Больше. Это слово я слышал каждый день. Больше денег, больше вещей, больше статуса. Больше, больше, больше. А мне хватало. Мне хватало своей квартиры, своей работы, нормального ужина и того, чтобы вечером кто-то просто спросил: «Как день?»
Никто не спрашивал.
Я молчал. Я вообще много молчал тогда — потому что спорить с Валей было всё равно что спорить с телевизором. Она не слушала. Она транслировала. Как радиостанция — без пауз, без запроса на ответ.
Но внутри — внутри я кипел. Не от злости, а от чего-то хуже: от обескураженности. Я ведь не ленился. Я не сидел на диване. Я вкалывал — на сменах, ночью, в выходные. Я пришёл в медицину не ради денег — я пришёл, потому что мне было всё равно, кто передо мной: министр или дворник. Болезнь не спрашивает, сколько ты зарабатываешь. И я любил это — ровность, честность работы, где ты нужен или не нужен, и это видно сразу.
И вот я стою в своей кухне — в квартире, которую купил сам, на зарплату, которую зарабатываю сам, — и мне объясняют, что я — ошибка. Что моя жизнь — неправильная. Что я выбрал не ту дорогу.
Я вспоминал ординатуру. Три часа сна. Дежурства — сутки через двое. Конференции, которые никто не оплачивал, но я ездил, потому что хотел знать больше. Первая зарплата — сорок семь тысяч. Я тогда купил хорошую кастрюлю — чугунную, тяжёлую, чёрную. Я принёс её домой и был счастлив. Кастрюля! Я был счастлив из-за кастрюли!
А теперь мне говорят: кастрюля — это дёшево. Гречка — это нищета. Квартира — это «квартирка». И я стою и думаю: а что же тогда — нормально? Вилла на Бали? Яхта? Муж, который «позвонил — и всё»?
Я не понимал. И от этого — от этого непонимания — мне было хуже, чем от любой критики.
Тёща приехала в субботу. Она приезжала каждую субботу — как поезд по расписанию. Маленькая, сухая, с острым лицом и взглядом, который всё замечал и всё осуждал. Звали её Людмила Петровна, и она этим именем гордилась — «учительница на пенсии, интеллигентный человек».
Она вошла, переобулась в тапочки, которые я купил специально для неё, и пошла на кухню. Я варил борщ — свой, проверенный, со свёклой и фасолью. Хороший борщ. Я им гордился.
Людмила Петровна открыла кастрюлю, понюхала, поморщилась.
— Пересолила, — сказала она. Хотя я не пересолил. Она не пробовала. Она понюхала.
— Я не пересолил, Людмила Петровна. Пробуйте.
— Я по запаху определяю. У меня опыт, Никита, побольше твоего. И в суп нужно всегда мед добавлять.

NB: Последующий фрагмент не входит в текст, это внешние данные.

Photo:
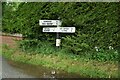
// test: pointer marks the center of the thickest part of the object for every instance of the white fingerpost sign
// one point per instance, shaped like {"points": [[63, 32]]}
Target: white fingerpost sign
{"points": [[57, 29], [49, 22]]}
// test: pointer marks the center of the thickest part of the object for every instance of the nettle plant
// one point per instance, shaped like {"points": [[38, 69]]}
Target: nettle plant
{"points": [[105, 55]]}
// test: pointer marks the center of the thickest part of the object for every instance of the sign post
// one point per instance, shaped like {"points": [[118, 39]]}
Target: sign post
{"points": [[57, 29]]}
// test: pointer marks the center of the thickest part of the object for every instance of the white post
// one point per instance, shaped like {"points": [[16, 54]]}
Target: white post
{"points": [[58, 40]]}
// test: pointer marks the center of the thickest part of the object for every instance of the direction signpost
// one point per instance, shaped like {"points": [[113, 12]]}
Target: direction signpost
{"points": [[57, 29]]}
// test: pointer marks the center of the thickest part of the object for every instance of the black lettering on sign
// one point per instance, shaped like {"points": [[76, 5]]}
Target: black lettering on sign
{"points": [[49, 23], [65, 29], [46, 29], [43, 23]]}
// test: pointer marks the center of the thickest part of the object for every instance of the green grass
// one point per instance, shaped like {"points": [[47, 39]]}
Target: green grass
{"points": [[63, 61]]}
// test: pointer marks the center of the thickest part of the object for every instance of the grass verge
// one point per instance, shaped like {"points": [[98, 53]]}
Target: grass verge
{"points": [[61, 61]]}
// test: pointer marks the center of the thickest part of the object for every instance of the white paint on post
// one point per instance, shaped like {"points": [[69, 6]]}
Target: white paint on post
{"points": [[59, 29], [58, 42]]}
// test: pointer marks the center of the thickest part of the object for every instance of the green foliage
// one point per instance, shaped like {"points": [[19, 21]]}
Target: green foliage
{"points": [[96, 25]]}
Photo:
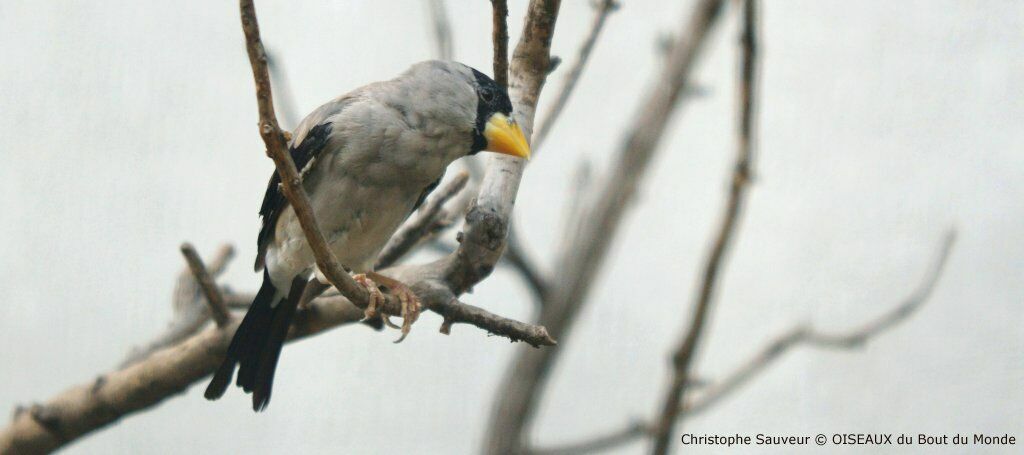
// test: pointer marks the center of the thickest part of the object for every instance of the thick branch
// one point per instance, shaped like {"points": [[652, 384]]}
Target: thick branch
{"points": [[683, 358], [774, 350], [603, 8], [520, 393], [165, 373]]}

Валя сидела рядом и кивала. Она всегда кивала, когда мама критиковала меня. Это был такой ритуал: тёща говорит — Валя поддакивает. Два голоса против одного.
— Шторы новые? — Людмила Петровна перевела взгляд на окно.
— Нет, старые.
— Никита, ты бы купил новые. Не позорно — такие шторы?
— Шторы нормальные.
— Нормальные, — передразнила она. — У тебя всё нормальное. Зарплата нормальная, шторы нормальные, борщ нормальный. А Вале моей — ненормально жить в этом «хлеву». Она достойна лучшего.

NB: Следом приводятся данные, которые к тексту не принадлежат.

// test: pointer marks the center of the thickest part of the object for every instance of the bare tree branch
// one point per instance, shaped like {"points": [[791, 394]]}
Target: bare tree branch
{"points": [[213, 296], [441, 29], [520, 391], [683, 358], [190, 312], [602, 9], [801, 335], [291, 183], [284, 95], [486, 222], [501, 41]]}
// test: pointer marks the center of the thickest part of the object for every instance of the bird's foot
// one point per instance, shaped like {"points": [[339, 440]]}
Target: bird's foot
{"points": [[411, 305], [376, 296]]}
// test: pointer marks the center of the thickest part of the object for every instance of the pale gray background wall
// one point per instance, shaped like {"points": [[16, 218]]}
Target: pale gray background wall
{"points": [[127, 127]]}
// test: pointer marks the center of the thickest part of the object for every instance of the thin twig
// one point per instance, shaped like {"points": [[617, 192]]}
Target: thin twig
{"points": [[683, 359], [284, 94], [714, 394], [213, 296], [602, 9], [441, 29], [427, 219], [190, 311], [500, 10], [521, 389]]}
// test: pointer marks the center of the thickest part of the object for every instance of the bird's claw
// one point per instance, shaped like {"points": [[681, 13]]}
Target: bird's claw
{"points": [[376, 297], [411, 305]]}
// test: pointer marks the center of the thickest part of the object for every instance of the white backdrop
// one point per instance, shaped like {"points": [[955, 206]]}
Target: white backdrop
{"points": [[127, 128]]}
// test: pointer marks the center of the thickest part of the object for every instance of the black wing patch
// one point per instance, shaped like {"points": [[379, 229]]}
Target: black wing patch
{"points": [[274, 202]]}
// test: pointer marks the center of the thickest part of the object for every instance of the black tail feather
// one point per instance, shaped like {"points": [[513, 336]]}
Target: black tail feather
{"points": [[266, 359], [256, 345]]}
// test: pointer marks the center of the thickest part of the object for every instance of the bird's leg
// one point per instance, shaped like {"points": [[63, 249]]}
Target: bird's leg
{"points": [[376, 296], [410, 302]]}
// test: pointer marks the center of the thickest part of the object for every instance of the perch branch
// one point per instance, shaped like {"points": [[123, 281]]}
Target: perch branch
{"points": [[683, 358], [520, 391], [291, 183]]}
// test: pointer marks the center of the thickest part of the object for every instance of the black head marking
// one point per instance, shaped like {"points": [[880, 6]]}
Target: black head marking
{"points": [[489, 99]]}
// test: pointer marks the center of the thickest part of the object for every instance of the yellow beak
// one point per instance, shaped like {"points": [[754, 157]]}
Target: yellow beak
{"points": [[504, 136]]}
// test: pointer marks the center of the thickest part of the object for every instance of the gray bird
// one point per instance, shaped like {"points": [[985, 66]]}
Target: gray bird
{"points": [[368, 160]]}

Я молча убрал кастрюлю с плиты. Борщ был не пересолен. Я знал, потому что варил его. Но спорить не было сил. Я поставил кастрюлю на стол и сказал:
— Обедайте. Я на смену.
— Никит, ты же не ел, — сказала Валя, и в первый раз за утро в её голосе мелькнуло что-то живое. Не забота — нет. Скорее удивление. Как будто она заметила, что я — человек, а не функция.

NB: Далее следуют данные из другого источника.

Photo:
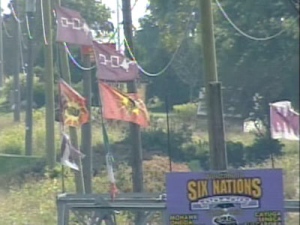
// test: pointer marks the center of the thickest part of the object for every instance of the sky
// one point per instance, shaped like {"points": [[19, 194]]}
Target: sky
{"points": [[138, 11]]}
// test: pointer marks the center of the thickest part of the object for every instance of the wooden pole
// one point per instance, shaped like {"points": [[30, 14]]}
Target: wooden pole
{"points": [[218, 159], [135, 133], [49, 86], [66, 75], [86, 130]]}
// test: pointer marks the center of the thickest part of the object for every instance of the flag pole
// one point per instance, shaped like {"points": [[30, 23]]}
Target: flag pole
{"points": [[168, 132]]}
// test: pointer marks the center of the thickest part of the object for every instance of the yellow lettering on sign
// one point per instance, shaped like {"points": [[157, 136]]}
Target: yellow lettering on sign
{"points": [[243, 186], [197, 189]]}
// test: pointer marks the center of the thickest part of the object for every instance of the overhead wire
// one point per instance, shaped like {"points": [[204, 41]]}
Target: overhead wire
{"points": [[242, 32], [167, 65]]}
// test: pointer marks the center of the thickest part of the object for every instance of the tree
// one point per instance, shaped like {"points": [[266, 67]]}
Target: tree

— Не хочу, — ответил я. И ушёл.
В коридоре, надевая ботинки, я слышал, как тёща говорит вполголоса: «Вот видишь, Валечка. Ушёл. Даже не поел. Это не мужчина, это беглец. Нормальный мужик бы сел, поел, поговорил с тёщей. А этот…»
Дверь захлопнулась. Я стоял на лестничной площадке и завязывал шнурки — долго, медленно, потому что руки тряслись. Не от злости. От чего-то другого — от усталости быть виноватым без причины.
Больница — это место, где я нужен. Не «желателен», не «не помешает», а нужен. Пациенты ждут. Медсёстры здороваются — по имени. Коллега Серёга хлопает по плечу и спрашивает: «Ну как ты? Живой?»
Живой. Здесь — да. Здесь я живой. Здесь я — доктор Никита, который ставит диагноз, назначает лечение, разговаривает с людьми, утешает, объясняет. Здесь меня слушают. Здесь мои слова — не «серые», а нужные.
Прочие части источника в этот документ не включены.